The House therefore directed its Committees on Finance and Public Accounts to review the policy, which is implemented by the Ministry of Finance, with a view to abolishing unproductive incentives.
The resolution of the House followed a motion sponsored by Hon. Kehinde Odeneye (Ogun APC), who emphasised that conditions for tax incentives should be clearly spelt out and directed at achieving specific social and economic objectives.
Nigeria receives an average of $6 billion annually, Odeneye said, citing figures from the Nigeria Investment Promotion Council (NIPC).
Hon. Herman Hembe (Benue APC) also lamented that the policy was abused to the extent that waivers were granted to oil exploration companies.
He accused the Ministry of Finance of disregarding the recommendations on eligibility and duration of tax waivers.

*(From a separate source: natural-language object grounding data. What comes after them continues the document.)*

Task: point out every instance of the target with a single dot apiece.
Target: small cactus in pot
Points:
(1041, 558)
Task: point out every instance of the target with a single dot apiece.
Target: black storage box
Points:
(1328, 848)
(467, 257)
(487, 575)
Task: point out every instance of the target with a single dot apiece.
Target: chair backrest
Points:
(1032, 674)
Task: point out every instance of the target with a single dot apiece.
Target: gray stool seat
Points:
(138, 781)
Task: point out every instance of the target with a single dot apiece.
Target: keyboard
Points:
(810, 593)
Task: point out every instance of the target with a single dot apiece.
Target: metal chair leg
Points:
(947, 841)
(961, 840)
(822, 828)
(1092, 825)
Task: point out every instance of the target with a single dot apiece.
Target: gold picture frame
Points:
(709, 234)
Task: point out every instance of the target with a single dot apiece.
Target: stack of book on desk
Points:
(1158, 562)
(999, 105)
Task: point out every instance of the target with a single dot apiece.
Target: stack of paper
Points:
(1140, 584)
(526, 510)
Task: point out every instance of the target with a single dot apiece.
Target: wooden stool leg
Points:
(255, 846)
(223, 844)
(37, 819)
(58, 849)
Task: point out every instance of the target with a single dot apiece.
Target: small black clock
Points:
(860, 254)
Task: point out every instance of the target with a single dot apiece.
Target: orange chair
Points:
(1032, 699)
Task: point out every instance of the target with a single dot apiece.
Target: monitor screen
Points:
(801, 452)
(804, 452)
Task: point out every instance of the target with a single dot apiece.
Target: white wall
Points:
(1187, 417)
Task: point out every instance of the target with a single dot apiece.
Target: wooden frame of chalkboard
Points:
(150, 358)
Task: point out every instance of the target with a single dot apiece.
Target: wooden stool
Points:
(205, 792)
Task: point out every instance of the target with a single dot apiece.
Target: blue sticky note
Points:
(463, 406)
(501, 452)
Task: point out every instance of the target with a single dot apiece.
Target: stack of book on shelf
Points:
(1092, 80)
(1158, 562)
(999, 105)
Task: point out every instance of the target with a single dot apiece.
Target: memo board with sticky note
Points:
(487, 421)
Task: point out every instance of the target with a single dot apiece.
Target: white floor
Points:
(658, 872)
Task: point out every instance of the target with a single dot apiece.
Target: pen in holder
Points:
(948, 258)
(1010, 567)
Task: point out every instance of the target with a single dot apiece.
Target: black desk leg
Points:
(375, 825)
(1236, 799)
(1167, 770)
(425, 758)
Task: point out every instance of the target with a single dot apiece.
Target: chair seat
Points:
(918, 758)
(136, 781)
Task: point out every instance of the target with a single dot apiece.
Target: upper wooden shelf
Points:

Hon. Nnenna Ukeje (Abia PDP) however noted that the issue of tax waivers could not be handled by a motion but by a bill, which has the potential of becoming a law.
The majority leader, Hon. Femi Gbajabiamila, advocated that the investigation should include waivers granted to manufacturers and importers, not just foreign investors.
“In Nigeria, tax waivers are the rule rather than the exception,” Gbajabiamila said.
The joint committee is expected to submit its report in four weeks.